Carolyn: What are "our issues"?
WA again: The most significant is that he believes it is inappropriate for me to have platonic relationships with ex-boyfriends; he feels it's emotional infidelity. I don't agree with that, but did agree, for his sake, not to see or e-mail any of my ex-boyfriends.
However, his ex-wife, the mother of their 20-year-old daughter (who lives with him), calls him on a regular basis — nothing to do with the daughter, just to chat — and feels free to drop in to his house to see the daughter whenever she wishes.

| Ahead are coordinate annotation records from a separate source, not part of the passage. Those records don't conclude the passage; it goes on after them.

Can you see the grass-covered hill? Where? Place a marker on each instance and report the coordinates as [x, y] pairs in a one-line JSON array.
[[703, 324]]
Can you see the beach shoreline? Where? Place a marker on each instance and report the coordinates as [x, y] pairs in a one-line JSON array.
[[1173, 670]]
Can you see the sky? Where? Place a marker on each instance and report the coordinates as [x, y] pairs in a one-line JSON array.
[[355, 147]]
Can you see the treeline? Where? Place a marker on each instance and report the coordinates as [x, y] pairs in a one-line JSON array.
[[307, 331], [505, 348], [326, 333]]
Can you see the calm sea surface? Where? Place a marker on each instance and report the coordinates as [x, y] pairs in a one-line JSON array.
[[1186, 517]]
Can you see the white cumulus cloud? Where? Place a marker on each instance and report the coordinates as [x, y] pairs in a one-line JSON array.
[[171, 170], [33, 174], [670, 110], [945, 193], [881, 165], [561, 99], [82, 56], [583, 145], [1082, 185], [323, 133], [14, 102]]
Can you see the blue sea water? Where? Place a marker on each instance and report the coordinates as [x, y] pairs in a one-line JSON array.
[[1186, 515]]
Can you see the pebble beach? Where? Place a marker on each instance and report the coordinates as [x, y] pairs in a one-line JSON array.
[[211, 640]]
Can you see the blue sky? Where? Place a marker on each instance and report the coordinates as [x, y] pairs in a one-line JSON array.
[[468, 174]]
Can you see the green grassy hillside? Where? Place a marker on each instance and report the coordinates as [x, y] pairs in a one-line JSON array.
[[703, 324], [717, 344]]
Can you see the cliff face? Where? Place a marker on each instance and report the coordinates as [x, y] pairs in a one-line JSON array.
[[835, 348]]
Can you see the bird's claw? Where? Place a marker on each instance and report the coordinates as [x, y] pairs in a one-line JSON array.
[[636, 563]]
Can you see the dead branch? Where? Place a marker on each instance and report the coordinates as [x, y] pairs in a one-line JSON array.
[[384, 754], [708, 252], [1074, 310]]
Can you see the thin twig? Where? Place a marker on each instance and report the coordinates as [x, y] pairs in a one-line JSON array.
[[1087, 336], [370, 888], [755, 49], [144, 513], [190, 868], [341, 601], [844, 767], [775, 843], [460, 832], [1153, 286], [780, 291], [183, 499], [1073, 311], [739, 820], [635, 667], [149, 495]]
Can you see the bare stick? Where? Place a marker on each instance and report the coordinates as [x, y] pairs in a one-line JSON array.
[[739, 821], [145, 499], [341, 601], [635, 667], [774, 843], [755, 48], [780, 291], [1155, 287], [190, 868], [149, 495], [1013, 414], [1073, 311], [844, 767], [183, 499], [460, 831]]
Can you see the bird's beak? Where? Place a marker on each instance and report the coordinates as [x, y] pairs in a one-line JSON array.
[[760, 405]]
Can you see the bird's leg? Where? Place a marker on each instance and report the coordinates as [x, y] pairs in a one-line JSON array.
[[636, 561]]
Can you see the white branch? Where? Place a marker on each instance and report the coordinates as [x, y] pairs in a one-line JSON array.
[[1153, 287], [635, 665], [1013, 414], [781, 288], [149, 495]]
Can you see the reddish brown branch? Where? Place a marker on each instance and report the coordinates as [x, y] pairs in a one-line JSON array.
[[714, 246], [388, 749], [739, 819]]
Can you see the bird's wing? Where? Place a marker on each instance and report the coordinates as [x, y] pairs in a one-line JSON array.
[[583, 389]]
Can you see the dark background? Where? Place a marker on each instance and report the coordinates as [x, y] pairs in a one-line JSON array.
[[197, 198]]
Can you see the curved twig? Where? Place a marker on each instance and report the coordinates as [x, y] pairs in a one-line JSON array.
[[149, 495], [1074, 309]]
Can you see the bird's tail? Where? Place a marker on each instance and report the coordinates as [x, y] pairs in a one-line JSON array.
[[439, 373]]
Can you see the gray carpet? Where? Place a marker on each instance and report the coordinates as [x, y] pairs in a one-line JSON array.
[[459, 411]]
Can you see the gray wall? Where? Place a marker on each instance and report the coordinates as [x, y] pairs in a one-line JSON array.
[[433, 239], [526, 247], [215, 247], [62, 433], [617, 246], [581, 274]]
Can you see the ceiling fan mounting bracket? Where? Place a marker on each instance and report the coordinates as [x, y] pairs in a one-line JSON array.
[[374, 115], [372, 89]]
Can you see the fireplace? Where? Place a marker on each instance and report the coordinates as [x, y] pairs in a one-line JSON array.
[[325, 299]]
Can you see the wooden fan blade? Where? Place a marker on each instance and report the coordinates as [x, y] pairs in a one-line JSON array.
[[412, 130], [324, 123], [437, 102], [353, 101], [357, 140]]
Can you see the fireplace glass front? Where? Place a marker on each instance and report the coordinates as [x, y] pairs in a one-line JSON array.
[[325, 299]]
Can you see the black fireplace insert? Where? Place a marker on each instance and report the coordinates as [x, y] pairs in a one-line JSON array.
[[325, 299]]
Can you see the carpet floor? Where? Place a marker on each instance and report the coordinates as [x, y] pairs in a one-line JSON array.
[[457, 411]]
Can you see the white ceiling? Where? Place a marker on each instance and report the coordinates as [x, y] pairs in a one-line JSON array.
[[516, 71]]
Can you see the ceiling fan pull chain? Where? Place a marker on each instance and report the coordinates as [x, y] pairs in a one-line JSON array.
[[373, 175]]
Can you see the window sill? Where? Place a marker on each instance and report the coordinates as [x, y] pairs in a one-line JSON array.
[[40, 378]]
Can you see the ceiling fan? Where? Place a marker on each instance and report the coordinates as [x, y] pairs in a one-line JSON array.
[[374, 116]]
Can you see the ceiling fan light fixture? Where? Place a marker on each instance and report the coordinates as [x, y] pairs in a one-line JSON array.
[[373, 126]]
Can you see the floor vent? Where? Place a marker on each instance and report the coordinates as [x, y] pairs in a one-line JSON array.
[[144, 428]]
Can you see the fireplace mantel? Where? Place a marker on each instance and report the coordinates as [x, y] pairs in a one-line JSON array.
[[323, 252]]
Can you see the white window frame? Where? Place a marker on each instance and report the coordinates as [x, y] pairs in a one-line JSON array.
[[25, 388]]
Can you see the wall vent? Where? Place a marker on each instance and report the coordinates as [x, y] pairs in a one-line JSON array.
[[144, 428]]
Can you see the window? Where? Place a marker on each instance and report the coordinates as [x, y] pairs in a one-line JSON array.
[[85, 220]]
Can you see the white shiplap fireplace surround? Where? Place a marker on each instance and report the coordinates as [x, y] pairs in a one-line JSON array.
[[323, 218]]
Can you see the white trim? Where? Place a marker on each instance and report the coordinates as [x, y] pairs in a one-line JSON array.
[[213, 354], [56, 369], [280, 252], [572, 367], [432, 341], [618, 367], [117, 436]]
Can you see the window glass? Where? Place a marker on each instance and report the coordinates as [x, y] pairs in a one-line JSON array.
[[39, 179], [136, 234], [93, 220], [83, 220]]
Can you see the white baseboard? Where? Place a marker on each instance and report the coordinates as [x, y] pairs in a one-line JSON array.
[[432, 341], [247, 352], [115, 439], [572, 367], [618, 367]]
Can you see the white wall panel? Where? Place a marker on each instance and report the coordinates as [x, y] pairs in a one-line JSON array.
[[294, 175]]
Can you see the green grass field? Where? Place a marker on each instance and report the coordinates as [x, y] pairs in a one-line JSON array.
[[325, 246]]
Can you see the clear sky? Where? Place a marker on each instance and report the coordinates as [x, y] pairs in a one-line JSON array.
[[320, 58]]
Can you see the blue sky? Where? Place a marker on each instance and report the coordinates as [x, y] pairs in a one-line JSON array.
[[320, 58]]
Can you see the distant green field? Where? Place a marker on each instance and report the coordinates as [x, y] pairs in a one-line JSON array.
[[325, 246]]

She has a key and sometimes cooks dinner, ostensibly for the daughter, although I know he eats with them, too, and she even sleeps over on occasion when he is not home.
I find his acceptance of this extremely hypocritical, and we argue about it frequently; if we were in the same house this simply would not happen.
Carolyn: Shacking up cures hypocrisy?
Magical thinking is the worst possible thing to bring into a shared home — worse even than differing beliefs or entitled exes or plaid recliners.
Yes, the ex-wife's visits might change if you move in together — but your boyfriend won't change, his beliefs won't change, and your tendency to rationalize big problems into small ones won't change.
And their friendliness isn't even a problem; it's actually admirable. The problem — a serious one — is your boyfriend's comfort with imposing rules on you while doing as he pleases. Your appeasing him is also alarming.
He's fine with his ex-wife because, presumably, he knows his romantic relationship is over. You, too, presumably know your romantic feelings for your exes are gone. But that's not good enough for him, because he won't risk taking your word for it. He needs to be sure, and since he can't get inside your brain to acquire this certainty, he has to obtain the next best thing by pressuring you to sever all ties with anyone he sees as a threat.
Let's say your relationships with these exes are, in fact, sketchy. Wouldn't the healthy person just dump you?
You two actually have a lot in common. He thinks that if he banishes your exes, you'll be faithful, and you think if his ex-wife stops cooking him dinner, he'll have integrity.
This is about control. Your boyfriend wants it, and he's going to dangle your relationship on a string till he gets it. In spite of the sensible voice that's telling you he's a hypocrite, you're searching for ways to justify giving him that control.
Don't do it. He doesn't trust you, or himself, and you don't trust yourself to be better for saying, "No, actually, I won't live by double standards for you or anyone else."
Trust or bust. You know which one this guy is.